Showing posts with label happiness on a bicycle. Show all posts
Showing posts with label happiness on a bicycle. Show all posts

06 June 2022

Happily Riding In A Moment Fugue

I have just had about as nice a cycling weekend as one can have without going to a country like the Netherlands or France where they actually see bikes as forms of transportation and recreational vehicles for people of all ages.

It rained during much of the past week. The good news is that I had a chance to catch up--or at least make progress--on a couple of bike- and writing-related projects. I'll say more about those later.
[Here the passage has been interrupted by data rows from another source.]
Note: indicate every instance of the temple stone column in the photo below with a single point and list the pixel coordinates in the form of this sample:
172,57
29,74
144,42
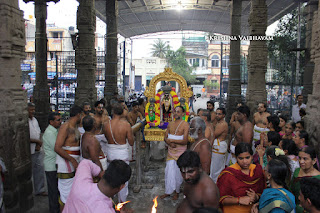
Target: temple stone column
41,93
14,130
258,55
111,50
309,67
313,106
86,59
234,89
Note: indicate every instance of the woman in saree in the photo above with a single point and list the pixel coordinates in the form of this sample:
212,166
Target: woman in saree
242,183
277,198
307,160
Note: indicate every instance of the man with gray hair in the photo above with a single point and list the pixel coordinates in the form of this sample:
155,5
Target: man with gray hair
201,145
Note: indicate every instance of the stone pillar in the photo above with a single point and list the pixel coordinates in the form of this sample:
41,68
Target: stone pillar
14,131
234,89
309,67
86,59
41,94
313,105
111,50
258,55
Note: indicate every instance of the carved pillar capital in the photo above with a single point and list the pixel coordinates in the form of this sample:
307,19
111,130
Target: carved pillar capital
14,131
86,58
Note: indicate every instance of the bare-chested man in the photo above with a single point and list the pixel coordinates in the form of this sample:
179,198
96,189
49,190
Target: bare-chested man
201,145
177,138
135,114
90,146
199,189
86,111
234,123
210,107
68,149
206,116
260,123
220,145
100,117
120,137
243,134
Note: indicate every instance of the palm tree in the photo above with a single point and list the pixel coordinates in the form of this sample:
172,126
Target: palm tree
159,49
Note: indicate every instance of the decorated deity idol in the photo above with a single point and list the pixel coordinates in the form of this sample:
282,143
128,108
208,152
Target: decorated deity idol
186,109
152,113
166,104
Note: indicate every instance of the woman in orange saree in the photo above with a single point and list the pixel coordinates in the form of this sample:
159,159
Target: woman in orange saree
242,183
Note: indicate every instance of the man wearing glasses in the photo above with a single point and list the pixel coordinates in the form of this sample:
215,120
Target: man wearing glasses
49,141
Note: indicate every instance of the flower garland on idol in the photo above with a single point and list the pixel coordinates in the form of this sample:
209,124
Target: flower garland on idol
155,119
174,96
187,113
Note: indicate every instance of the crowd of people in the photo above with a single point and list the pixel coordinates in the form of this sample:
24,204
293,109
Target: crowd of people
263,165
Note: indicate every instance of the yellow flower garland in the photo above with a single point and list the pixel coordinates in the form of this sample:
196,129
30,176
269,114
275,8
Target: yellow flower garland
157,114
187,112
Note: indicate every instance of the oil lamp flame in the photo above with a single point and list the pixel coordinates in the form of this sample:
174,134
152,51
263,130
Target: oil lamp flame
119,205
154,210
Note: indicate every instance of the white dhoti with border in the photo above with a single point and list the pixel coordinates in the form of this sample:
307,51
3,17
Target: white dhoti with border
231,156
119,152
173,177
103,143
66,171
218,158
256,135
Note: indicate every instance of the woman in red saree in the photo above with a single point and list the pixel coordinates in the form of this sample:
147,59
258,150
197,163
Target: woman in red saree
242,183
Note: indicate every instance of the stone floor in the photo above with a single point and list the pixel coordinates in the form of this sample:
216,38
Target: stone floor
141,202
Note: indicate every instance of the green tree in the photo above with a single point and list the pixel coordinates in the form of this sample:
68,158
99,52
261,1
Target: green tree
177,60
281,56
211,85
159,49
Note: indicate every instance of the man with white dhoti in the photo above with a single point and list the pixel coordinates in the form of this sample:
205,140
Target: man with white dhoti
177,138
260,123
68,149
220,146
120,137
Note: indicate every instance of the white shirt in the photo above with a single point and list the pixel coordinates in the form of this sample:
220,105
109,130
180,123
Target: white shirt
35,132
295,112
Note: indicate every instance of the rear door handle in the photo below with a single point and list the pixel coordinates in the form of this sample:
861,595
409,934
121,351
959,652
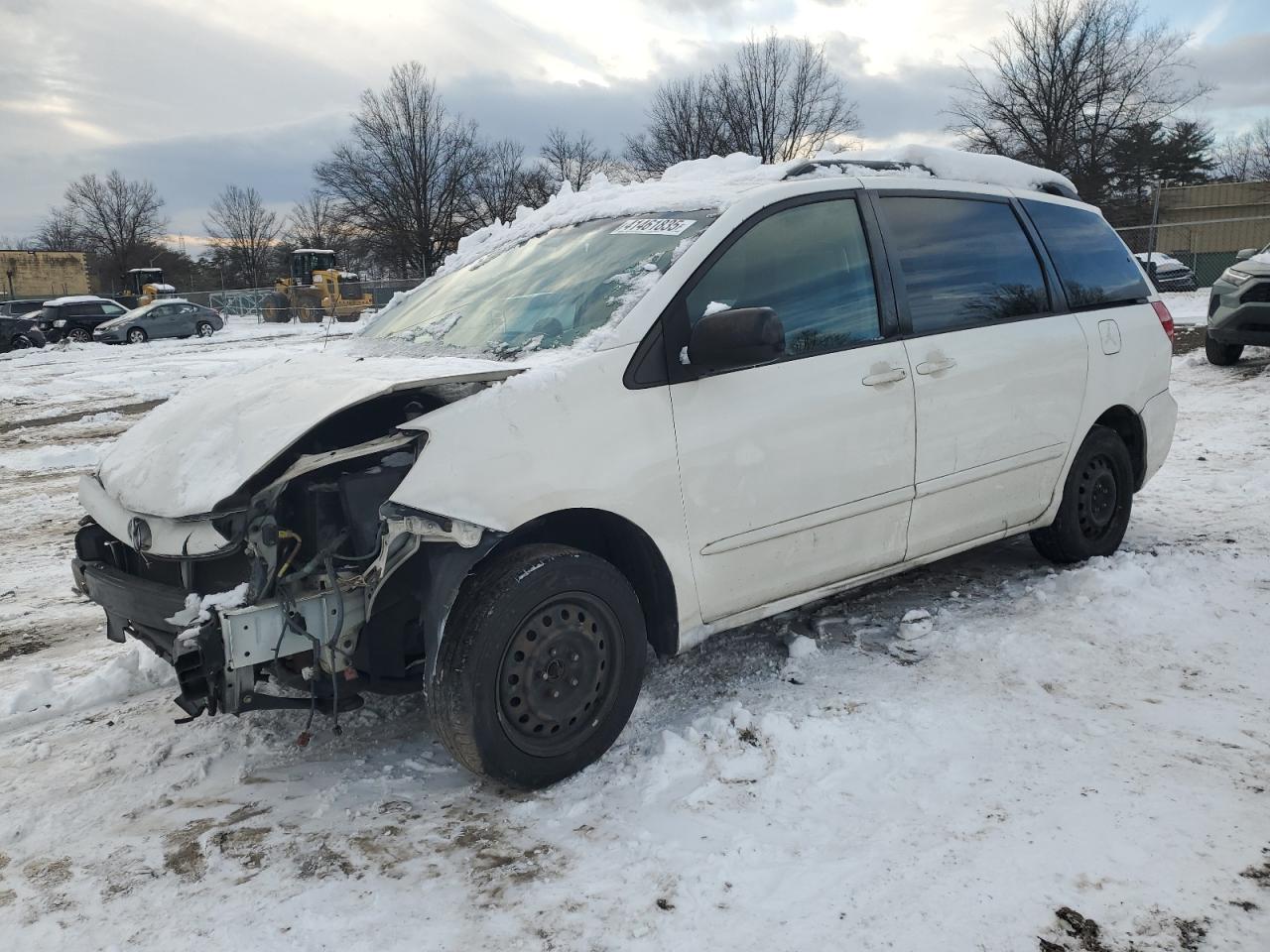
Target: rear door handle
893,376
929,367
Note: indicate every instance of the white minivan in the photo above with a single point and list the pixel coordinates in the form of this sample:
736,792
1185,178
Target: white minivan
634,417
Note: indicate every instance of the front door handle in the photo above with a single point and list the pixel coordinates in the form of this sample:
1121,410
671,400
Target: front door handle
929,367
893,376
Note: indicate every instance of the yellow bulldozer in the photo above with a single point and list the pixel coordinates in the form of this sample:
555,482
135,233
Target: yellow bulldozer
316,290
145,285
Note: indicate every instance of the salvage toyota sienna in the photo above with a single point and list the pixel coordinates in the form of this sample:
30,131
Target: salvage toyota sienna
627,420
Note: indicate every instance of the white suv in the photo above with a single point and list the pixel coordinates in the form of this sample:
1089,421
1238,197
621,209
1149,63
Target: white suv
635,417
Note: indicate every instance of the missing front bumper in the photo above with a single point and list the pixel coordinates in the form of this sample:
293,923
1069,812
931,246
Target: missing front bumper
218,664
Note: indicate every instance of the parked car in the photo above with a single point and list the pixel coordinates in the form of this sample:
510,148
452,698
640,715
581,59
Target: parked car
638,417
75,317
167,317
19,334
1238,307
1167,273
18,307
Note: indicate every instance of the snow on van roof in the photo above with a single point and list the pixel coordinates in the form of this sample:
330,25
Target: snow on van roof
73,299
716,181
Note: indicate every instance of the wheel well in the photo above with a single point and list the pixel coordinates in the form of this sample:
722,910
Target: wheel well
624,543
1128,426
As skies clared late Friday afternoon, while my religious faith did not return, it was enough to get me thinking that the cycling gods--some of whom I've written about in earlier posts-- were smiling on us.





We are in that "sweet spot" between spring and summer:  The air warm enough to cycle shorts and a light top, the water just warm enough for a swim or at least a dip (depending, of course, on your temperature sensitivity) and skies so clear--yes, even here in New York--that no matter how or where you ride, more roads, more fields, more water, stretch ahead of you--and the flowers that have budded and bloomed for the past few weeks pulse with color.

So I did a back-to-back of two old favorites:  Connecticut (the longer and hillier ride) on Saturday and Point Lookout yesterday.  While I am thinking, perhaps, of even longer rides in the coming weeks, I was content with what some might call the "Zen" way of riding:  I enjoyed the individual moments and what some might call The Moment of the rides writ large.

About the longer rides I'm considering:  I might ride from my apartment to some place from which I can't return on the same day.  I'd also like to go further away, to take one of the trips that were postponed by the pandemic.  While I had been planning to go to places I'd never been before, and I hope to take those trips, whether this year or some other times, I feel even more of an urge to see people I haven't seen in a while and other people I've "met" through this blog and other online means but have never seen in person.

But the past weekend's cycling is as fine as any I've experienced in a while.  More like it would make me happy.

24 December 2018

Perhaps This Ride Will Bring Him Back

In A Movable Feast, published several years after his death, Ernest Hemingway says this about F. Scott Fitzgerald:

His talent was as natural as the pattern that was made by the dust on a butterfly's wings.  At one time he understood it no more than the butterfly did and he did not know when it was brushed or marred.  Later he became conscious of his damaged wings and of their construction and he learned how to think and could not fly any more because the love of flight was gone and he could only remember when it had been effortless.


Now, I know Fitzgerald and Hemingway only through what they wrote and, to a lesser degree, what has been written (and said) about them.  I suspect, though, that Hemingway pegged the author of The Great Gatsby.  Well, almost.  I get the feeling that, if anything, Fitzgerald became conscious of his celebrity and what it entailed, and tried to live up (or down, depending on your point of view) to it.  Plus--now, I know someone is going to accuse me of sexism for saying this--he was trying to please a woman who couldn't be pleased.


(Remember, I am transgender, having lived more than four decades in one gender other than the one I live now.  So, while I may not be unbiased, I think I am justified in, or at least can rationalize, a somewhat jaundiced view of both men and women.)


That amended version, I think, can also apply to Kanye West.  There was a time when I thought he was going to become a sort of male version of Lauryn Hill--a "voice of a generation" that would rise out of the scars of his life.  She released a watershed album two decades ago and has barely been heard from since.  He, on the other hand, released an album that seemed to augur, in a similar way, a new vision--and went in the exact opposite direction from Ms. Hill, to the point that his celebrity seems to be a parody.


I really, really was a fan of his when he released College Dropout and subsequent albums Late Registration and Graduation. Like Hill, he seemed to exhibit a self-awareness that seemed almost of a piece with his awareness of the world around him.  And like her, he had talents that served as near-perfect vehicles for that awareness.


Then he became a celebrity.  And he married a Kardashian.  Well, you know the rest.


Still, I must say, there are moments when I remember the Kanye I liked so much.  One such moment came when someone sent me this video from Twitter of Kanye riding a bicycle:





OK, the emphasis is on riding.  Someone else is doing the pedaling.  He says he was in San Francisco.  Wherever he was, he seemed to be having an un-selfconscious good time.

It gives me hope that perhaps he will become a musician and performer--and not merely a celebrity--again.